SQL group by day, with count

select cast(LogDate as date) as LogDate, count(refundId) as refundCount
from yourTable
group by cast(LogDate as date)

Depending on the dialect of SQL you're using, you may have to change the CAST to something else. The expression should convert the LogDate to a date-only value.

Also, if you say "different refundId" because there could be repeated values of refundId that you only want to count once, use count(DISTINCT refundId)
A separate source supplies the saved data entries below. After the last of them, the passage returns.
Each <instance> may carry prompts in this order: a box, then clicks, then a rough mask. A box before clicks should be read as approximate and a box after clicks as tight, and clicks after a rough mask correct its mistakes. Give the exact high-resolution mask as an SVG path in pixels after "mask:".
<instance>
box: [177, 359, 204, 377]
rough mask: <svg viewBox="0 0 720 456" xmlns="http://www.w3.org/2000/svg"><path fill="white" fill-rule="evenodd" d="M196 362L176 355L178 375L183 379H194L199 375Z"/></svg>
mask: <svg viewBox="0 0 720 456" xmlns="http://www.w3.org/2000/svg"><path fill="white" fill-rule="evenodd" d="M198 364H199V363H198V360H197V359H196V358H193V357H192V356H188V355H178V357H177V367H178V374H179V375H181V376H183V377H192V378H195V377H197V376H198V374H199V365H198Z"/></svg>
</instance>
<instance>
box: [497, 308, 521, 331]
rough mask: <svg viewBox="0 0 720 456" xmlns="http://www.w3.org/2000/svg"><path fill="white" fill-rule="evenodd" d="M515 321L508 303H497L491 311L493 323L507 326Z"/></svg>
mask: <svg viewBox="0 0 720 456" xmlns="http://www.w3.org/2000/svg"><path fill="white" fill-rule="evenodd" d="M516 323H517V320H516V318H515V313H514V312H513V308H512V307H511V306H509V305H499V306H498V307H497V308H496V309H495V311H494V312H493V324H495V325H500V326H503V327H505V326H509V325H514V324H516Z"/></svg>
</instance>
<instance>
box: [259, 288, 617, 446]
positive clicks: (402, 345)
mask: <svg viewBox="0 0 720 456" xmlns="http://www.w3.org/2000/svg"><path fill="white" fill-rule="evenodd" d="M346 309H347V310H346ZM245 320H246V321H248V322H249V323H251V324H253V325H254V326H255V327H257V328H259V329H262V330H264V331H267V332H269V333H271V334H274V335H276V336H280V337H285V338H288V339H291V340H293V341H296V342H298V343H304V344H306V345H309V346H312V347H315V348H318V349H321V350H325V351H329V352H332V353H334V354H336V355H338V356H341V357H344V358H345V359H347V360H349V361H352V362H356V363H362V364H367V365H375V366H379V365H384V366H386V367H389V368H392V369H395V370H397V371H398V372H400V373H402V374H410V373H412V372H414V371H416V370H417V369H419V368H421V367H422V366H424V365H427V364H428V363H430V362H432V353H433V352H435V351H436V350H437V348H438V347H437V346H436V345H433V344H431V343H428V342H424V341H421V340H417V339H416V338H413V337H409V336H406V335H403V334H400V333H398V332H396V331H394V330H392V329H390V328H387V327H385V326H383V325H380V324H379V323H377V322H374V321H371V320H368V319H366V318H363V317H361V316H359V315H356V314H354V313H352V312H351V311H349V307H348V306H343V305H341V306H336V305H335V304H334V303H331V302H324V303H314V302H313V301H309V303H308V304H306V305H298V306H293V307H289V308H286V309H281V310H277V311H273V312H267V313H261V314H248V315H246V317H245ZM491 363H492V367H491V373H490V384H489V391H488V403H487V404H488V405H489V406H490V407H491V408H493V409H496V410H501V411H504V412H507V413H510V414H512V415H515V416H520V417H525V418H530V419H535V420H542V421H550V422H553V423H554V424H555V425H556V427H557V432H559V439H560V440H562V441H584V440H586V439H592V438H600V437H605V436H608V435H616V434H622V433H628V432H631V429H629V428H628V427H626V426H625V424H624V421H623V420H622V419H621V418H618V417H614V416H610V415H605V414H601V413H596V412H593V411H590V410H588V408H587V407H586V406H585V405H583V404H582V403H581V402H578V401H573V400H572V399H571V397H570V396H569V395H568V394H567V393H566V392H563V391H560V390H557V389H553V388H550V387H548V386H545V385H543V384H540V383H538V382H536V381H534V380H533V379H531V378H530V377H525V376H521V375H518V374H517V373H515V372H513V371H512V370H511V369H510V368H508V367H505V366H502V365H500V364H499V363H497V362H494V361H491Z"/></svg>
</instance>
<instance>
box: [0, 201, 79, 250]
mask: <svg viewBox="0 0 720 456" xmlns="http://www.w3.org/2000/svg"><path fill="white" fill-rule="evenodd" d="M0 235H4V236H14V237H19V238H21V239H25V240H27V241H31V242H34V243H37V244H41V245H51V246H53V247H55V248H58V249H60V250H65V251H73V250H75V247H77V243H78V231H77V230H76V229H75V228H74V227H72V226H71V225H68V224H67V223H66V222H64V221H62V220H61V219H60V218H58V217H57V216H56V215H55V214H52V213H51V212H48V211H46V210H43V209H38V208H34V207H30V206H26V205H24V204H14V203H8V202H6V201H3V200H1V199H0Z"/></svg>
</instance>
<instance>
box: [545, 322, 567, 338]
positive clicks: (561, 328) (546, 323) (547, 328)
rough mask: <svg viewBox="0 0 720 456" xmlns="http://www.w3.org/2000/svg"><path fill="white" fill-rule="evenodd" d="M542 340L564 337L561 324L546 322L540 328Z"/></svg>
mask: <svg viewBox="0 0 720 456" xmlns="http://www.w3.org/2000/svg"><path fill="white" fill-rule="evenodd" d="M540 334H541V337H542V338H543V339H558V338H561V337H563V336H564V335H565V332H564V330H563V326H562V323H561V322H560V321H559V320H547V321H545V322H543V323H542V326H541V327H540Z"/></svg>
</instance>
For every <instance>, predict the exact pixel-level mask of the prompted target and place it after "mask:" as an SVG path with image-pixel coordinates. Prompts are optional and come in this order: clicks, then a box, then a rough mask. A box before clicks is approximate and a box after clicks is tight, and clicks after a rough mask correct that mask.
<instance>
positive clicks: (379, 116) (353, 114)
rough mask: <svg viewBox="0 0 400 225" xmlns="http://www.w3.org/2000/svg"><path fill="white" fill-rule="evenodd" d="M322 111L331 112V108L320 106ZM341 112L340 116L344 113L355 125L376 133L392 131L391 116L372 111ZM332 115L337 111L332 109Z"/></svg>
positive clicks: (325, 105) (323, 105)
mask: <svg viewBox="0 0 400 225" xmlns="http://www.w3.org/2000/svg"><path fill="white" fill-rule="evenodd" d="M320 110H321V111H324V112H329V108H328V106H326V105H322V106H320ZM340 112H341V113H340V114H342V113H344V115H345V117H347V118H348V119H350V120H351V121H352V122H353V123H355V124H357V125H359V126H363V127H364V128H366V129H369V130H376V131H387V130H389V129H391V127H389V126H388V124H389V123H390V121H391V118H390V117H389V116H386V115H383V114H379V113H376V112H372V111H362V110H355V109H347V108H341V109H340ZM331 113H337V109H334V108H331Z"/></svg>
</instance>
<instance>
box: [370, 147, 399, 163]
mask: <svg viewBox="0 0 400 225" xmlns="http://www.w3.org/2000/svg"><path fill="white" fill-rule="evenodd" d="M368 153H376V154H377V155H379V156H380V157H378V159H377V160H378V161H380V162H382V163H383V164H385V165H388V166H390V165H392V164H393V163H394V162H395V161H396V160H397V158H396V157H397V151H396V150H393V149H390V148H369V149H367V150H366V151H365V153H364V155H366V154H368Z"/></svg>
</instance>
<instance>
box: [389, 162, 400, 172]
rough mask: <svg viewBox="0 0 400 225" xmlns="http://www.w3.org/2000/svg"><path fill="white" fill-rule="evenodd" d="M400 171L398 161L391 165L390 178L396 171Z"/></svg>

What database vendor are you using? Whichever it is, replace the "DateOnly(LogDate)" in the following with the appropriate construict to extract the date portion (strip off the time) from the logdate column value and then try this:

Select [DateOnly(LogDate)], Count Distinct RefundId
From RefundProcessLog
Group By [DateOnly(LogDate)]

In Sql server, for e.g., the appropriate construct would be:

Select DateAdd(day, 0, DateDiff(day, 0, LogDate)), Count(Distinct RefundId)
From RefundProcessLog
Group By DateAdd(day, 0, DateDiff(day, 0, LogDate))
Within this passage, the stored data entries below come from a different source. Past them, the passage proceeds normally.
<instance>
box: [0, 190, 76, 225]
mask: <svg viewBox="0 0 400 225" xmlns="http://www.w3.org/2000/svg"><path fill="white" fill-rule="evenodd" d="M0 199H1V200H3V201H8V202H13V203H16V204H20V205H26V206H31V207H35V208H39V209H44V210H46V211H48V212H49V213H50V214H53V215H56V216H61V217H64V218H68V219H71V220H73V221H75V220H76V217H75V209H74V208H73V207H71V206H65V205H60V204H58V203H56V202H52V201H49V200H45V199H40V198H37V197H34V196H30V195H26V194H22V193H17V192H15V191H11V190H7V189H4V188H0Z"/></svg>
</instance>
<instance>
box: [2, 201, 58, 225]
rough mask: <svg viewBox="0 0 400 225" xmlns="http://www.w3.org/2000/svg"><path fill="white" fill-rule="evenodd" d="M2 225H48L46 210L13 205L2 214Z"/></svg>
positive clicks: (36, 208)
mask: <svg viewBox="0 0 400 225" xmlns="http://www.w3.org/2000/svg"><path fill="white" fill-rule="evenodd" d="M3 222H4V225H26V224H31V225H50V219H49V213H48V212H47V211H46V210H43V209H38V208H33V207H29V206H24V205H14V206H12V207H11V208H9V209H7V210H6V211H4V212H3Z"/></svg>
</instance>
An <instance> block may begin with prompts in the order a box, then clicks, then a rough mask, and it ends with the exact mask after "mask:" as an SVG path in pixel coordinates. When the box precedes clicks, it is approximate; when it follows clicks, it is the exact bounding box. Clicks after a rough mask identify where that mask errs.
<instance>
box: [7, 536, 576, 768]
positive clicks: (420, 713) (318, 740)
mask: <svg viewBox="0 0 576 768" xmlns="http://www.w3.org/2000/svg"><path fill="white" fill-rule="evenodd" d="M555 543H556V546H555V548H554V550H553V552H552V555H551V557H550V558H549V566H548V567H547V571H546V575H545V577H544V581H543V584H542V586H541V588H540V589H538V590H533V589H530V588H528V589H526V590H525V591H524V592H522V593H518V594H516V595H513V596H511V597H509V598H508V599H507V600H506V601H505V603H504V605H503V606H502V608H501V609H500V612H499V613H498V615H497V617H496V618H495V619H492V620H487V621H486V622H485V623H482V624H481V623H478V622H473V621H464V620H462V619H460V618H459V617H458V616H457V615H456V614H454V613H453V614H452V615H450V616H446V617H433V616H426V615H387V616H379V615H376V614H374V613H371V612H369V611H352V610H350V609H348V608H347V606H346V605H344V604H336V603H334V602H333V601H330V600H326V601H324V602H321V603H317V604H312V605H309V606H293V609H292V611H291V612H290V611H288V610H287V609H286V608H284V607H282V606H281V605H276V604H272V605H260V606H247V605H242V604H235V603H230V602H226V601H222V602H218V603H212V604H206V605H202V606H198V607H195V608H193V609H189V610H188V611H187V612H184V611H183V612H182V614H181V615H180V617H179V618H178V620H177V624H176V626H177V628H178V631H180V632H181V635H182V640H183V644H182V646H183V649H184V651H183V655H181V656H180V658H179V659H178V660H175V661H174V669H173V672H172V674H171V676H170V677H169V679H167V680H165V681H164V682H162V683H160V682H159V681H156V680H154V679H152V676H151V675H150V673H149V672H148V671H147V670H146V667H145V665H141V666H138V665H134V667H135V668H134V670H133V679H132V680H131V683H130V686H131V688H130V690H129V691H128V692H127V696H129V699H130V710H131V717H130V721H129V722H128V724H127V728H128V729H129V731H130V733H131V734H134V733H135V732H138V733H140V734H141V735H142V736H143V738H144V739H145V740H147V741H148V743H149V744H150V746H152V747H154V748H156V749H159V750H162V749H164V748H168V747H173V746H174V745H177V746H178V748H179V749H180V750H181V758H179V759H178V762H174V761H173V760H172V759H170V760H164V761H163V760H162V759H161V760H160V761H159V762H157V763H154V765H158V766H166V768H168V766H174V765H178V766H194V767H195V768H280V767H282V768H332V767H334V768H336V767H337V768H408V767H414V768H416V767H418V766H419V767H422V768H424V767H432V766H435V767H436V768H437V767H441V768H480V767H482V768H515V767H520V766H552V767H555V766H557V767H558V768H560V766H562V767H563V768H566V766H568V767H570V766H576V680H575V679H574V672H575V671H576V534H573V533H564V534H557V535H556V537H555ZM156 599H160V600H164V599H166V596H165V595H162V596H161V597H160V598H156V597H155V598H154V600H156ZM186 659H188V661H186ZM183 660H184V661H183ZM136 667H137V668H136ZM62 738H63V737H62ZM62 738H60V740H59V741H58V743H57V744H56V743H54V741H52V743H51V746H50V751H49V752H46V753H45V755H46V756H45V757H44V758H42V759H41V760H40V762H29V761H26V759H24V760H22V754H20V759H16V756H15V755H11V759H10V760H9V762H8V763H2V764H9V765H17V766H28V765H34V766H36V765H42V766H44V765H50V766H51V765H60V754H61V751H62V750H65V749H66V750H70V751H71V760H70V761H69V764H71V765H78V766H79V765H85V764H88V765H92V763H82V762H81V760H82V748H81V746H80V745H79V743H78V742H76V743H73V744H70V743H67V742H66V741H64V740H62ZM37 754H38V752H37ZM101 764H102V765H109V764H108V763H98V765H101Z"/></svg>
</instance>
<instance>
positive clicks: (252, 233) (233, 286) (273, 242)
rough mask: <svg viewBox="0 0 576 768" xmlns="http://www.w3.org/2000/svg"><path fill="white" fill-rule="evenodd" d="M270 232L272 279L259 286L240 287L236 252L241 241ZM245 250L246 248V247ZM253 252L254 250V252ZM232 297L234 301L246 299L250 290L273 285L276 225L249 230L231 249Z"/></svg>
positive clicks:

SELECT COUNT(RefundId), DateOnly(LogDate) LoggingDate
FROM RefundProcessLog
GROUP BY DateOnly(LogDate)

"DateOnly" is specific to your SQL database, which you haven't specified.

For SQL Server you could use DateAdd(dd,0, DateDiff(dd,0,LogDate)) for "DateOnly"


I like this approach in (MS SQL):

SELECT 
  Convert(char(8), LogDate, 112),
  count(distinct RefundId)
FROM RefundProcessing
GROUP BY Convert(char(8), LogDate, 112)